HB FRANKFURT. Der Stimmrechtsanteil von The Capital Group an der Deutschen Börse ist unter die meldepflichtige Schwelle von fünf Prozent gefallen. Die US-Fondsgesellschaft halte nunmehr nur noch rund 4,7 Prozent an dem Handelsplatzbetreiber, teilte die Deutsche Börse am Dienstag in einer Finanzanzeige mit.

The Capital Group war zuvor neben dem Hedgefonds The Children's Investment Fund (TCI) größter Einzelaktionär.

Die Deutsche Börse hat im Rahmen ihres bis 20. Mai laufenden Aktienrückkaufprogramms nach Berechnungen der Nachrichtenagentur Reuters bereits rund 4,5 Prozent der eigenen Aktien zurückgekauft. Seit Beginn des auf 448 Millionen Euro angelegten Programms wechselten rund 5,1 Millionen Papiere im Wert von rund 307,9 Millionen Euro den Besitzer.

Alleine in der Zeit vom 9. bis 16. Mai seien 1,24 Millionen Aktien zu einem Durchschnittspreis von 61,23 Euro am Markt erworben worden, teilte die Deutsche Börse am Dienstag mit.

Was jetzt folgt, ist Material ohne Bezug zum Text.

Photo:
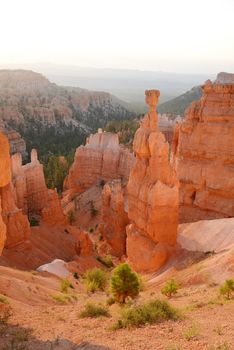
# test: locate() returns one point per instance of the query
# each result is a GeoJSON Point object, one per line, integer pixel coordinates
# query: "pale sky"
{"type": "Point", "coordinates": [168, 35]}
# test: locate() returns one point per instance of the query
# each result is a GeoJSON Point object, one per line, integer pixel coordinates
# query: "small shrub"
{"type": "Point", "coordinates": [110, 301]}
{"type": "Point", "coordinates": [61, 299]}
{"type": "Point", "coordinates": [71, 217]}
{"type": "Point", "coordinates": [75, 275]}
{"type": "Point", "coordinates": [124, 283]}
{"type": "Point", "coordinates": [106, 261]}
{"type": "Point", "coordinates": [22, 335]}
{"type": "Point", "coordinates": [65, 284]}
{"type": "Point", "coordinates": [148, 313]}
{"type": "Point", "coordinates": [4, 300]}
{"type": "Point", "coordinates": [95, 279]}
{"type": "Point", "coordinates": [33, 221]}
{"type": "Point", "coordinates": [93, 210]}
{"type": "Point", "coordinates": [94, 310]}
{"type": "Point", "coordinates": [191, 333]}
{"type": "Point", "coordinates": [171, 287]}
{"type": "Point", "coordinates": [227, 289]}
{"type": "Point", "coordinates": [102, 183]}
{"type": "Point", "coordinates": [91, 286]}
{"type": "Point", "coordinates": [5, 313]}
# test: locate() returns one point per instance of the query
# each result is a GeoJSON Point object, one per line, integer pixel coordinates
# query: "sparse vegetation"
{"type": "Point", "coordinates": [75, 275]}
{"type": "Point", "coordinates": [227, 289]}
{"type": "Point", "coordinates": [110, 301]}
{"type": "Point", "coordinates": [5, 313]}
{"type": "Point", "coordinates": [223, 346]}
{"type": "Point", "coordinates": [124, 283]}
{"type": "Point", "coordinates": [33, 221]}
{"type": "Point", "coordinates": [93, 210]}
{"type": "Point", "coordinates": [148, 313]}
{"type": "Point", "coordinates": [3, 299]}
{"type": "Point", "coordinates": [94, 310]}
{"type": "Point", "coordinates": [65, 285]}
{"type": "Point", "coordinates": [62, 299]}
{"type": "Point", "coordinates": [71, 217]}
{"type": "Point", "coordinates": [106, 261]}
{"type": "Point", "coordinates": [171, 287]}
{"type": "Point", "coordinates": [95, 279]}
{"type": "Point", "coordinates": [191, 333]}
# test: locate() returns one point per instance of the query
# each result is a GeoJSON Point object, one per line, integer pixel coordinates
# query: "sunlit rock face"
{"type": "Point", "coordinates": [152, 195]}
{"type": "Point", "coordinates": [102, 158]}
{"type": "Point", "coordinates": [114, 217]}
{"type": "Point", "coordinates": [203, 149]}
{"type": "Point", "coordinates": [14, 226]}
{"type": "Point", "coordinates": [5, 177]}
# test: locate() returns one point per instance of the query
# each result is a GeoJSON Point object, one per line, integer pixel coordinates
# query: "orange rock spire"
{"type": "Point", "coordinates": [152, 195]}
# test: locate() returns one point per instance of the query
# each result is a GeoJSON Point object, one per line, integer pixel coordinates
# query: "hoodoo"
{"type": "Point", "coordinates": [5, 177]}
{"type": "Point", "coordinates": [152, 195]}
{"type": "Point", "coordinates": [204, 153]}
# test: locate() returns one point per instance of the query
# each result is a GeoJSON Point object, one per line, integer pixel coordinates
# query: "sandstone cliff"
{"type": "Point", "coordinates": [152, 196]}
{"type": "Point", "coordinates": [101, 159]}
{"type": "Point", "coordinates": [114, 217]}
{"type": "Point", "coordinates": [43, 112]}
{"type": "Point", "coordinates": [204, 154]}
{"type": "Point", "coordinates": [4, 181]}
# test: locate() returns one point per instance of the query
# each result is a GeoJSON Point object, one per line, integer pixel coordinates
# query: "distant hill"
{"type": "Point", "coordinates": [127, 84]}
{"type": "Point", "coordinates": [179, 104]}
{"type": "Point", "coordinates": [52, 118]}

Vor dem Beginn des von Aktionären um den Hedge-Fonds TCI erzwungenen Programms belief sich die Zahl der ausstehenden Aktien der Gesellschaft auf 111,8 Millionen.

TCI und andere oppositionelle Aktionäre hatten sich zu Jahresbeginn gegen den geplanten Kauf der Londoner Börse gewandt und diesen letztlich zum Scheitern gebracht. Neben der Ausschüttungen der Barreserven des Konzerns über ein Aktienrückkaufprogramm erzwangen sie auch den Rückzug von Börsenchef Werner Seifert.